Infrastructure Engineering Manager
Build the infrastructure to help Flexport scale
We are in the process of transforming our monolith Ruby service to a polyglot microservice system. We are rapidly growing our engineering organization across multiple time zones and continents. We are planning to expand our infrastructure across multiple regions over the new few years. The product infrastructure team plays a critical role in this journey. As a product infrastructure engineer, you will work in a highly collaborative and fast-changing environment, and you will focus on improving every aspect of developer experience, service infrastructure, and performance of our services.
- Develop tools to improve developer experience and productivity.
- Contribute to dev infrastructure such as CI/CD pipeline.
- Design and build performance tools for teams to leverage.
- Develop innovative tools and automation to minimize manual work.

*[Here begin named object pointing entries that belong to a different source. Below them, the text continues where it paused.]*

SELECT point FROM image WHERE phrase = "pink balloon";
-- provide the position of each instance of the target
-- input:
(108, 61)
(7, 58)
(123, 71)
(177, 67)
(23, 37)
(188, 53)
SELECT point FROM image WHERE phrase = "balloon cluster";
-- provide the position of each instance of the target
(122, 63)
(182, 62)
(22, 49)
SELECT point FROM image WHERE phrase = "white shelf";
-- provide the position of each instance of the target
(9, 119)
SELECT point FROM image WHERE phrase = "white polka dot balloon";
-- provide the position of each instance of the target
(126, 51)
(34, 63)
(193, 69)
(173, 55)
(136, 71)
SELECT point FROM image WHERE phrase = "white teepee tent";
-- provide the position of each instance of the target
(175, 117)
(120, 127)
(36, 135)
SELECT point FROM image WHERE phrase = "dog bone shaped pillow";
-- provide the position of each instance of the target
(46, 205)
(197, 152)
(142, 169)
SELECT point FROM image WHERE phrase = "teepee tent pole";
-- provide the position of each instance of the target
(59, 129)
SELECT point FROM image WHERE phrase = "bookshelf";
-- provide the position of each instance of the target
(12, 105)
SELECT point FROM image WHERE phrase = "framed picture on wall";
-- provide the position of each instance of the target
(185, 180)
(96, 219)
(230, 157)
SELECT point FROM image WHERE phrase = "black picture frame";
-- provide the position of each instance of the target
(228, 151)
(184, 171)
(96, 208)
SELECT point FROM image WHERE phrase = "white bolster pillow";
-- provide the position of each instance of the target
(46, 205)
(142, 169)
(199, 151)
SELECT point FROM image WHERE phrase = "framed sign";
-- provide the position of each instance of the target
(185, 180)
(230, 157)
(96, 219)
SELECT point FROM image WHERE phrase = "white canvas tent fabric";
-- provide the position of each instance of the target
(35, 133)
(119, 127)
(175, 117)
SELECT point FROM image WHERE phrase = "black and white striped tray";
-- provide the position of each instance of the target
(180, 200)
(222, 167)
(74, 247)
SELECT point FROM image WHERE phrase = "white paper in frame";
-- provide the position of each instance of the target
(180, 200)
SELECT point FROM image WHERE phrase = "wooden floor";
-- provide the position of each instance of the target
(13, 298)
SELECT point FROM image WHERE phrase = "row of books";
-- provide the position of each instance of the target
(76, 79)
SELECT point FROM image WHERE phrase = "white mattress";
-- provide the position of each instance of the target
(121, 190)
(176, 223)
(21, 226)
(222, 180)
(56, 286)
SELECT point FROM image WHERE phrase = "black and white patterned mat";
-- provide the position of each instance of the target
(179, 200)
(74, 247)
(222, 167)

- Monitor site availability and reliability on a daily basis.
- Understand, investigate and triage production issues and bottlenecks, root cause and implement or help teams to implement solutions to eliminate future incidents.
- Design and test disaster recovery strategies.
- Ensure infrastructure standards are being followed.
You should have
- Understanding of AWS or other Clouds and Docker
- Extensive experience with logging, Application Performance Management, and other monitoring tools
- Experience working with complex, enterprise-level architectures
- Proficient in at least one scripting language (e.g. Java, Ruby, Python, etc)
- Preferably 6+ years of relevant work experience in Linux environments
- Preferably 2+ years team management experience
- Team player with the ability to collaborate effectively across organizations
- Grit and a strong ownership mentality
- DevOps and on-call mindset
- 通过开发自动化工具, 优化其他团队的开发流程和效率
- 维护和优化 CI/CD 流程, 提高自动化部署的速度和稳定性
- 维护系统稳定性, 故障响应, 制定容灾策略
- 完善各服务的基础监控和告警 (自动化)
- 完善测试工具和框架 (集成测试框架, 压力测试框架)
- 有服务和 on-call 的态度
- 熟悉 Kubernetes 等资源管理和部署工具
- 理解 Docker (Container) 技术
- 熟练掌握一门脚本语言（Bash, Ruby, Python）
- 熟悉 Linux 环境, 能使用相关工具进行线上故障诊断
- 有 6年以上 基础架构 或 SRE 或 DevOps 工作经验
- 熟悉常见的指标采集系统和 Distributed Tracing 框架
- 有在复杂的企业级 Infrastructure 框架下工作的经历
- 熟悉 Spring 或 Ruby on Rails 框架
- 熟悉 Terraform 等 Infra-as-Code 自动化工具
Flexport believes global trade can move the human race forward. Our mission is to make global trade easier for everyone. To achieve this, we’re building the “Operating System for Global trade” — a combination of modern, internet era technology & data analytics; logistics infrastructure; and supply chain expertise.
Flexport connects ~10k clients and suppliers across >100 countries, including established global brands like Georgia-Pacific as well as emerging innovators like Sonos. Founded in 2013, we've raised >$1.3B from SoftBank, Founders Fund, GV, First Round Capital and YC. We’re excited to start seriously scaling up after our recent $1B investment from SoftBank’s Vision Fund early this year.
Worried about not having any freight forwarding experience?
- Don’t be! We’re building the first Operating System for Global Trade. That’s why it’s incredibly important for us to bring people from diverse backgrounds and experiences together with our industry veterans to help move the freight forwarding industry forward.
- What’s freight forwarding and why does it matter? Freight forwarding is the coordination and shipment of goods from one place to another and it’s what makes global trade possible. Flexport is on a mission to make global trade easier for everyone because we believe it can help connect the world and break down economic barriers.
- We know this industry is complex. That’s why we invest in education starting day one with Flexport Academy, a one week intensive onboarding program designed specifically to set every new Flexport employee up for success.
We are an equal opportunity employer and value diversity at our company. We do not discriminate on the basis of race, religion, color, national origin, gender, sexual orientation, age, marital status, veteran status, or disability status.